The soldiers reportedly descended on newspaper vendors, and confiscated newspapers bearing stories about Biafra, according to The Nation newspaper owned by APC chieftain, Bola Tinubu.
Sources said the soldier stormed St. Michael’s Road at about 7a.m. in two Hilux vans and seized the papers bearing Biafra reports.
After attempts at arresting distributors and publishers failed, the soldiers packed the unsold and current editions of the papers and left.
A vendor said: “At about some minutes past seven, soldiers in two Hilux vans arrived with one of the vendors that they picked along Mosque, asking him to point at the person who gave him the paper.
“But the vendor could not, because the person who gave him the paper had gone.
“They asked to know the publishers or suppliers but got no response. Then they confiscated New Republic, Vesym, Freedom Journal and some copies of The Authority, which carried Biafra stories.
“We are yet to be told the reason for the confiscation, but the truth is that we have lost money as many readers were disappointed.”
A publisher, who pleaded for anonymity, condemned the action of the soldiers.
“He said they were overstepping their bounds and vowed that “attempts by the military to gag the press will fail.
“We are publishing reports about Biafra like other national dailies do. Let them close down all the media houses because they are carrying Biafra stories, after all, we are not the only ones publishing stories on Biafra.”
Media Officer of the 144 Brigade, Major Sydney Mbanefo could not be reached for comments but a source at 144 Battalion confirmed the seizure, saying it was due to the hate and inciting reports allegedly being published by the papers.

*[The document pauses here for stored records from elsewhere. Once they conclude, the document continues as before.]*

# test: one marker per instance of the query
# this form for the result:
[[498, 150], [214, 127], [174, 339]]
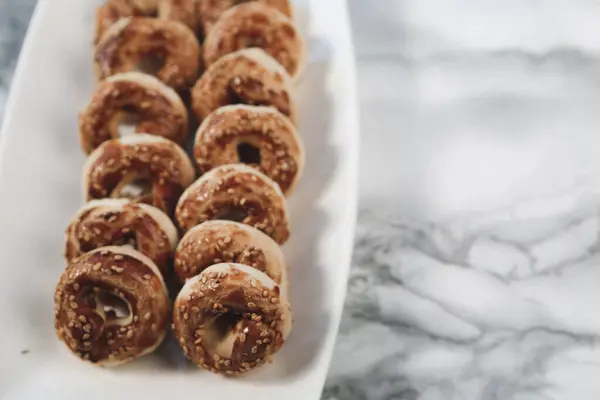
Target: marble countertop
[[477, 259]]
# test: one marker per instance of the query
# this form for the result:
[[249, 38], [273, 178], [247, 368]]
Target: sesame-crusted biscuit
[[235, 192], [158, 110], [209, 11], [261, 137], [214, 242], [121, 222], [111, 11], [111, 306], [256, 24], [248, 76], [148, 169], [130, 42], [231, 318]]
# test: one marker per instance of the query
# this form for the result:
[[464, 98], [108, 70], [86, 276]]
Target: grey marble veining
[[477, 258]]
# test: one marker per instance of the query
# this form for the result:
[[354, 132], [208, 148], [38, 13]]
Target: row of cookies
[[111, 304]]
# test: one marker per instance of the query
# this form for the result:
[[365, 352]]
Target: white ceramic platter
[[40, 189]]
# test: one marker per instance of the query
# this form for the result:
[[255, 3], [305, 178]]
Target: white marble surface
[[477, 267]]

The source added that they were on the trail of the publishers and suppliers with the aim of nipping circulation of such inciting materials. He warned vendors to desist from selling such publication.
A Non-Governmental Organisation and Civil Rights group, Foundation for Environmental Rights Advocacy and Development, in a statement yesterday condemned the action. It described it as anti-democracy.
The statement by Comrades Nelson Nwafor and Emmanuel Acha said soldiers have no right to confiscate newspapers, no matter what is published, except on the orders of a competent court.
It called on the Chief of Army Staff to call the soldiers to order before they take laws into their hands.
“Nigeria is not a banana republic and therefore, the principles of democracy, as practiced elsewhere, should be respected.”